O segundo recurso inovador é a intercalação da linguagem de documentário com a linguagem de ficção. Durante nove meses antes de iniciar as filmagens propriamente ditas, Zeca, que tem formação de documentarista e diversos títulos do gênero em sua filmografia, morou na Costa da Lagoa para preparar o cenário do filme e acabou aproveitando na trama as cenas documentais.

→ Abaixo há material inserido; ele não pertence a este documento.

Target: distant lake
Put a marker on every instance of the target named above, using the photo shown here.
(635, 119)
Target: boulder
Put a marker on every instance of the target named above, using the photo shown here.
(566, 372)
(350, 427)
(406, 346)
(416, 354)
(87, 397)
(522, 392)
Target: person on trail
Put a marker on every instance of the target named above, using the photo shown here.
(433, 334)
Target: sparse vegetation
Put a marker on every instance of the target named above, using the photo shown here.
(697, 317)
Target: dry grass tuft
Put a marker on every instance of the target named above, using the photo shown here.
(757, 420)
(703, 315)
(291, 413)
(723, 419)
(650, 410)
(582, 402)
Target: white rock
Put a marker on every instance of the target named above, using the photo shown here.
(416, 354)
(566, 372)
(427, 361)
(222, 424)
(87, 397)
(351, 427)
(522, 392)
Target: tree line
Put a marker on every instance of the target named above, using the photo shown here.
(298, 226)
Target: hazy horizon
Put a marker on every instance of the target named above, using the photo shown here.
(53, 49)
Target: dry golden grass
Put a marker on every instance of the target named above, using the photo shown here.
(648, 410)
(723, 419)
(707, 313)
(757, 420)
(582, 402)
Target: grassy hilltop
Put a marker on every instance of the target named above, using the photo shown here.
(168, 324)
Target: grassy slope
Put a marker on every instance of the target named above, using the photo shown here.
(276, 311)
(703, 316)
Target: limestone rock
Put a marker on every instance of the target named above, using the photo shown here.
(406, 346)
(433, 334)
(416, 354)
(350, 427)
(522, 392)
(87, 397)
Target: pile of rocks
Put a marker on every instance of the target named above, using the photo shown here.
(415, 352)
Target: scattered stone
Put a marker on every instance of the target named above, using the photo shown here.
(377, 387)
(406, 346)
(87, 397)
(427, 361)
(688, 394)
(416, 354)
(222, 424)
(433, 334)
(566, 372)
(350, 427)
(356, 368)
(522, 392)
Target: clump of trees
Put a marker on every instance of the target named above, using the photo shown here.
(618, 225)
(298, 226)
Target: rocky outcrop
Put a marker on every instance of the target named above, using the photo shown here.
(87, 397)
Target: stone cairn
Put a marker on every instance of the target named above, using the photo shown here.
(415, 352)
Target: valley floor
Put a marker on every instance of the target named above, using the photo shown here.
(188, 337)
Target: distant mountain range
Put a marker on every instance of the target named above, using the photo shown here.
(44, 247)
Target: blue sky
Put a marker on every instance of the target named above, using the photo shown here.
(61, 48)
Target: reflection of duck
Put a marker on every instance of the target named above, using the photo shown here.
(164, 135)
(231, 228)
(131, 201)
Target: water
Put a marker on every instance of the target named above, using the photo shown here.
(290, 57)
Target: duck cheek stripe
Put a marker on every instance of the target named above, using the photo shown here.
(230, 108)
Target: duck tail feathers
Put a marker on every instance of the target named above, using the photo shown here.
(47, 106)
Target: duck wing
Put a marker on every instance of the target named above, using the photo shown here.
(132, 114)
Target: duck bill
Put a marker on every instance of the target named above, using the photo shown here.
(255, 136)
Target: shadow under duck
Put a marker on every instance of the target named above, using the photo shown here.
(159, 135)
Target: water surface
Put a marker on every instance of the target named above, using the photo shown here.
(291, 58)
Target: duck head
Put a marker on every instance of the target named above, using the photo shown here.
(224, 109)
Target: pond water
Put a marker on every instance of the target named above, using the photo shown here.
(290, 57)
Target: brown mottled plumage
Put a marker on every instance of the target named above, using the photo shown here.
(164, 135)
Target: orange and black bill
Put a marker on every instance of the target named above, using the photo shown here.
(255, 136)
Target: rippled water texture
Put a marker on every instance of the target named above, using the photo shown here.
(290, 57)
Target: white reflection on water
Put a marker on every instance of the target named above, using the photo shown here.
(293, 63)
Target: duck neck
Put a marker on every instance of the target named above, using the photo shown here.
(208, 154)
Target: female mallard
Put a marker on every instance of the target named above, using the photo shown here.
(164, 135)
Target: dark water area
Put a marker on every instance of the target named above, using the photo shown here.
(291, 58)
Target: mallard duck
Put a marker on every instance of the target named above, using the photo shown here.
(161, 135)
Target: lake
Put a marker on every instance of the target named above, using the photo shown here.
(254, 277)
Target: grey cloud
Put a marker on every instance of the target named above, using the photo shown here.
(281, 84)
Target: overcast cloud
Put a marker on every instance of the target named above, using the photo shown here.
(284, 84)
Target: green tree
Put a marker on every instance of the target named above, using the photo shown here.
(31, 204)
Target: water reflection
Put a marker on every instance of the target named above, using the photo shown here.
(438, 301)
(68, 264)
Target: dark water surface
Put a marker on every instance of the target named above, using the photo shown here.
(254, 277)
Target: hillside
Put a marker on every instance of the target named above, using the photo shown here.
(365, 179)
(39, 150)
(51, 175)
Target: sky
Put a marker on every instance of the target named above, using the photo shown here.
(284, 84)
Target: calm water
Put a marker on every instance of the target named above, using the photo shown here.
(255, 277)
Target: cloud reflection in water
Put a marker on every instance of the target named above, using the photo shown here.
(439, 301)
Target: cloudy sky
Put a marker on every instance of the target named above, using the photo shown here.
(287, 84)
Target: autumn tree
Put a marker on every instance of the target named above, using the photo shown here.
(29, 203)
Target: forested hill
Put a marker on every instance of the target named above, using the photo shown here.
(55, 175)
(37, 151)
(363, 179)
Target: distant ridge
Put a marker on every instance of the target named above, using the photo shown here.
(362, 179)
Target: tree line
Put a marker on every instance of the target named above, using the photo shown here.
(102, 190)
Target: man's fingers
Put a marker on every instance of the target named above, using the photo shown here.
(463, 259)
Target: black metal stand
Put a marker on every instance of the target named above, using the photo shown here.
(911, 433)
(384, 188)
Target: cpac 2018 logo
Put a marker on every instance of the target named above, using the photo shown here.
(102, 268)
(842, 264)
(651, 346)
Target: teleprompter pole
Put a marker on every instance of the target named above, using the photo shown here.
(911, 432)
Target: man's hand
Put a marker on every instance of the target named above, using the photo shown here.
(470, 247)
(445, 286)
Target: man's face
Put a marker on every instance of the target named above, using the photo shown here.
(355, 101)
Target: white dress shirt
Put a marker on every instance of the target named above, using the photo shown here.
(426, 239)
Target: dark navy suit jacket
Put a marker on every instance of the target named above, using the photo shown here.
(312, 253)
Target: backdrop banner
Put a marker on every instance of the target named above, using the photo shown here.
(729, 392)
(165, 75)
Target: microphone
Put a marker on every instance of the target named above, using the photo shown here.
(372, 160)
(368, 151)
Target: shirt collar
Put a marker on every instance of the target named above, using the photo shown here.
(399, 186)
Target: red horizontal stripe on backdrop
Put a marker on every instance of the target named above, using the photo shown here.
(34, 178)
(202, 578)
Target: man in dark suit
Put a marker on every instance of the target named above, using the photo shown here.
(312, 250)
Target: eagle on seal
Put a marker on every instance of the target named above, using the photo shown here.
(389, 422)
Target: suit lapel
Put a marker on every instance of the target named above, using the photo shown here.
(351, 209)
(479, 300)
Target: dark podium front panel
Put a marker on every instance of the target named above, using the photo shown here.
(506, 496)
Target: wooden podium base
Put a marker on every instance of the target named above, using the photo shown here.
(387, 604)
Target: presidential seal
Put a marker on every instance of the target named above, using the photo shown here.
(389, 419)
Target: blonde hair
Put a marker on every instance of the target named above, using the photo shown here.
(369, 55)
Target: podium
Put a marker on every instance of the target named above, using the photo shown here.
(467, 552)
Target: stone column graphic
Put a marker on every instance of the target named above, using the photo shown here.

Em seu trabalho de campo, a pesquisadora entrevista estudiosos da cultura local, como Gelci Coelho, o Peninha, herdeiro do patrimônio intelectual de Cascaes, e Alésio dos Passos Santos, que foi seu guia nas expedições pelo interior da Ilha. Mas entrevista principalmente pescadores, moradores das comunidades, curandeiras, benzedeiras muito idosas (uma delas já faleceu), enfim, esses habitantes que se escondem atrás das faixas de areia e encantam o filme com sua ingênua malinagem. Como as inserções dos entrevistados são integradas ao contexto da narrativa e a entrevistadora é também a protagonista da história, a solução acaba por derrubar as fronteiras entre documentário e ficção, assim como o discurso da ciência e da cultura popular ficam no mesmo plano da linguagem.

Assim, a leitura do filme passa por várias camadas de interpretação que vão da mais racional a mais sensorial e nos dão conta de que todas transitam igualmente no mundo das possibilidades do simbólico. Nenhuma é capaz de fechar a porta do mistério e desestimular o espectador a uma nova leitura. Em seu célebre comentário aos poemas de Caproni, o filósofo italiano Giorgio Agamben fala da res amissa como o sentimento da coisa perdida, algo que possuímos tão intensamente que perdemos a consciência da sua presença e por isso se tornou inapreensível. Essa coisa do plano do invisível e do imaginário mais intocado da sua gente que Zeca Pires tenta evocar como matérias do sagrado que não podem ser consumidas pelo fogo do espetáculo.